Unprecedented Demand Drives Bajaj Housing Finance IPO to New Heights
Bajaj Housing Finance offered its shares in the price band of ₹66 to ₹70, aiming to raise ₹6,560 crore. The IPO consisted of a fresh issue worth ₹3,560 crore and an offer-for-sale (OFS) of up to ₹3,000 crore by its parent company, Bajaj Finance Limited. The overwhelming response saw institutional investors, retail investors, and high-net-worth individuals (HNIs) scrambling to secure a stake in the offering.

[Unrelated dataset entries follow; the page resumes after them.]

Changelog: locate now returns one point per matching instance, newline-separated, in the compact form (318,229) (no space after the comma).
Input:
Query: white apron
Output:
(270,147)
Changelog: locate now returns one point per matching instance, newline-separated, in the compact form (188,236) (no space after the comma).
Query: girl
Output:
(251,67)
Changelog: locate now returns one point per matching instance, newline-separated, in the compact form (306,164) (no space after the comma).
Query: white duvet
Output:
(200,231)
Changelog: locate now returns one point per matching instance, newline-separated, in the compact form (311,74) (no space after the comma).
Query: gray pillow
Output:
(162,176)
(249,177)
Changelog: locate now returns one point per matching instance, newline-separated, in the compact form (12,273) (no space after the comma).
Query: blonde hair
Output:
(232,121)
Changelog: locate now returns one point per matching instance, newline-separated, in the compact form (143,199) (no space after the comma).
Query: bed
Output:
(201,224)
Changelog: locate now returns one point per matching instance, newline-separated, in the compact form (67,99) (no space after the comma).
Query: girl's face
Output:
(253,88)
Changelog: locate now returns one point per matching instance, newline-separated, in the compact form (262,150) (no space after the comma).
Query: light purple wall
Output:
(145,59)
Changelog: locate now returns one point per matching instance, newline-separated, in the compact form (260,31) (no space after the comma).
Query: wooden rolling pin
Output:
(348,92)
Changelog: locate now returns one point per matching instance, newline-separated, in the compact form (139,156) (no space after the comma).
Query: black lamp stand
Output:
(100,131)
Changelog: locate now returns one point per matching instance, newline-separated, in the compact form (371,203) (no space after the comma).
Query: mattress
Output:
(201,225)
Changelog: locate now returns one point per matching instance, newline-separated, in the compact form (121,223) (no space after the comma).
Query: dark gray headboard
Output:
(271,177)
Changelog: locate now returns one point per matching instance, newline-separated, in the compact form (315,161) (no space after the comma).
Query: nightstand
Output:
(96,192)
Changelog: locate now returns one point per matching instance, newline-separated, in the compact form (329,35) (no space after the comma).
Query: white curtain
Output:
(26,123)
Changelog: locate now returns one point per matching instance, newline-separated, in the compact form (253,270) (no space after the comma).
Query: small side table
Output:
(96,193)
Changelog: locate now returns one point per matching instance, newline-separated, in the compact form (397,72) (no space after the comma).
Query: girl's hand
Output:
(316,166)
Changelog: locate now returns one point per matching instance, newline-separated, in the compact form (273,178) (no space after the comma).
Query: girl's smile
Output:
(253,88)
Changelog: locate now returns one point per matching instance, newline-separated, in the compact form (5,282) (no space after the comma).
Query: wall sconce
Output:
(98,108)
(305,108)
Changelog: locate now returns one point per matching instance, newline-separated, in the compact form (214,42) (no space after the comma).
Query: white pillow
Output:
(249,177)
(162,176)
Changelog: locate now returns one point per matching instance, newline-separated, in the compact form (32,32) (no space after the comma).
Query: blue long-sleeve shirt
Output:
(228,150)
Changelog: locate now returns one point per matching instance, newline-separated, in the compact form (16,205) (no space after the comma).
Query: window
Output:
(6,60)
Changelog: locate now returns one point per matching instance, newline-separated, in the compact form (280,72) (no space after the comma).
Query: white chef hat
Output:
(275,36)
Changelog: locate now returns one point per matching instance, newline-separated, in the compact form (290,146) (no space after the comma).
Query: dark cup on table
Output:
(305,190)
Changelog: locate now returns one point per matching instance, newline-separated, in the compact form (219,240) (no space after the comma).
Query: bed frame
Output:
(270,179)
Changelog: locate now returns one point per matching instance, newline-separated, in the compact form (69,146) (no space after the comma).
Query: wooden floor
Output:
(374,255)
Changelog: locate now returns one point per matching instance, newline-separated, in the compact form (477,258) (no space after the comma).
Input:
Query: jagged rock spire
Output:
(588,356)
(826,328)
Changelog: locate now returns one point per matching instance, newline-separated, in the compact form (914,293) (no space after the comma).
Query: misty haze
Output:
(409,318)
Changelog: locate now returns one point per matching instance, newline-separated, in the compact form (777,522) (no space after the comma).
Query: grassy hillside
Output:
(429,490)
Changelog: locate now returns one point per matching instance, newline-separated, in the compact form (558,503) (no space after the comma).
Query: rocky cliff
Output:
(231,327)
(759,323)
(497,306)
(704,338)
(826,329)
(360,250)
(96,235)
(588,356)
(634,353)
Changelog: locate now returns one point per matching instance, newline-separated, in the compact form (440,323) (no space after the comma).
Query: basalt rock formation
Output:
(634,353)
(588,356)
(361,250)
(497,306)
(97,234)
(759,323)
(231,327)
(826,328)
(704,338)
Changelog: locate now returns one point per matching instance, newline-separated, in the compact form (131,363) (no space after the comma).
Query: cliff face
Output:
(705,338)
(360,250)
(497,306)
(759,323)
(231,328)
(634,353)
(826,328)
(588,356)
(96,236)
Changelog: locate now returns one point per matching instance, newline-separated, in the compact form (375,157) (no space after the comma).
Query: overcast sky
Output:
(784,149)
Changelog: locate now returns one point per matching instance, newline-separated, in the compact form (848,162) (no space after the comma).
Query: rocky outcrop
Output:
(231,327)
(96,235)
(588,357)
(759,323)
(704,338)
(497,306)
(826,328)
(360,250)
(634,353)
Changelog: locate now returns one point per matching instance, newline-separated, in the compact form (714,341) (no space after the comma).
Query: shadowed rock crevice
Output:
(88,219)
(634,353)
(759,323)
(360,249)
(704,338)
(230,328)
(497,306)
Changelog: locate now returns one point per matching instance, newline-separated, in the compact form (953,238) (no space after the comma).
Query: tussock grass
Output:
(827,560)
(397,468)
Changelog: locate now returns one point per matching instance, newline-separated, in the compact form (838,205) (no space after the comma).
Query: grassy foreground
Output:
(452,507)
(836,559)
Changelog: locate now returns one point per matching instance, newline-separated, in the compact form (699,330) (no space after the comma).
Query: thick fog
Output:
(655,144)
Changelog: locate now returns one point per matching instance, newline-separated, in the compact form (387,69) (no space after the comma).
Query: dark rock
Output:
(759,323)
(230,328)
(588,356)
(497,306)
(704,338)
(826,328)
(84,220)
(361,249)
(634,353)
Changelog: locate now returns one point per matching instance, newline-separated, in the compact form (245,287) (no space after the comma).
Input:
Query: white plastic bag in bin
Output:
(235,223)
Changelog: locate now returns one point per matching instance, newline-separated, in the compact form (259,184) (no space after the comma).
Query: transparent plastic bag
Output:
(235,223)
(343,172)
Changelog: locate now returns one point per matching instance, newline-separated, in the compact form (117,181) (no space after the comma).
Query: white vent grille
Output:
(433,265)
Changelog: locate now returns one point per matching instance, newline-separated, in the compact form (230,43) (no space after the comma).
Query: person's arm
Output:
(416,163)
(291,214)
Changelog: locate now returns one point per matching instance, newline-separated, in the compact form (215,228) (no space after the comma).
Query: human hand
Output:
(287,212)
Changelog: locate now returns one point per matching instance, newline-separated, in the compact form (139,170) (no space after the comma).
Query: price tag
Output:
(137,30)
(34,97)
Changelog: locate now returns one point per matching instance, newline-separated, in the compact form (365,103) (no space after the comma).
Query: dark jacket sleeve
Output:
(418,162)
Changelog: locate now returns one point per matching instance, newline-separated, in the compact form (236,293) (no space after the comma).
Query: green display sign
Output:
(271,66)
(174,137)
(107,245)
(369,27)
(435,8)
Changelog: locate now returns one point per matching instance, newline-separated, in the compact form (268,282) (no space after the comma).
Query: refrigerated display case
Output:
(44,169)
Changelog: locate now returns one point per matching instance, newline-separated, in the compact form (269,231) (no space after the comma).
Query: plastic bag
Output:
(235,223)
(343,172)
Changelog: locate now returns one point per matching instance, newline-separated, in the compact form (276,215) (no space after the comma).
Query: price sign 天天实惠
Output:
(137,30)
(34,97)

The IPO received bids for more than 27.24 billion equity shares against the 72.75 million shares on offer, translating to an oversubscription of 63.53 times. Qualified Institutional Buyers (QIBs) led the demand, subscribing to their reserved portion a phenomenal 110.13 times. Non-institutional investors (NIIs) followed with 34.16 times subscription, while retail investors subscribed 6.13 times to their portion. Shares set aside for company employees and shareholders were subscribed 1.74 times and 15.53 times, respectively.
Surge in Grey Market Premium Signals Strong Market Debut
As the Bajaj Housing Finance IPO concluded, the Grey Market Premium (GMP) for the stock surged significantly, reflecting bullish market sentiment. The GMP increased sharply from ₹56 per share at the beginning of the bidding process to ₹70 by the final day, suggesting potential listing gains of up to 100% for the investors. Market analysts believe that such a rise in GMP, despite broader market volatility, underscores strong investor confidence in Bajaj Housing Finance’s growth prospects.
Expert Opinions and Future Outlook of Bajaj Housing Finance
Market experts have weighed in on Bajaj Housing Finance’s prospects, with many suggesting the company is well-positioned for future growth. Analysts have pointed to the company’s strong parentage under Bajaj Finance, substantial market share in the housing finance sector, and rapid growth since launching its mortgage operations in 2018. The company’s strategic focus on prime homebuyers and its extensive distribution network across 174 locations in 20 states further solidify its standing as a leading non-deposit-taking housing finance company in India.
Experts from IDBI Capital noted that Bajaj Housing Finance is the largest non-deposit-taking housing finance company in India within seven years of commencing mortgage operations. They also highlighted that the company has the highest salaried customer mix in its home loan portfolio among large HFCs, which could help it maintain a higher credit quality and stable growth trajectory. The experts have recommended a ‘subscribe’ rating for the IPO, citing the reasonable price-to-book value ratio of 3.2 times as of June 2024.
Key Takeaways and Investor Sentiment
The success of Bajaj Housing Finance’s IPO indicates robust investor confidence in the company’s ability to navigate the competitive landscape of India’s housing finance sector. The proceeds from the IPO will be used to strengthen the company’s capital base, meeting future capital requirements and enhancing its competitive edge. The IPO also aligns with Bajaj Finance’s strategic plan to comply with Reserve Bank of India (RBI) regulations requiring the listing of upper-layer non-banking financial companies (NBFCs) by September 2025.
Investors are closely watching the stock’s listing on the stock exchanges, given the significant oversubscription and strong grey market performance. Analysts remain optimistic but advise caution due to the company’s high asset concentration and substantial exposure to the real estate sector, which could pose risks in a volatile economic environment.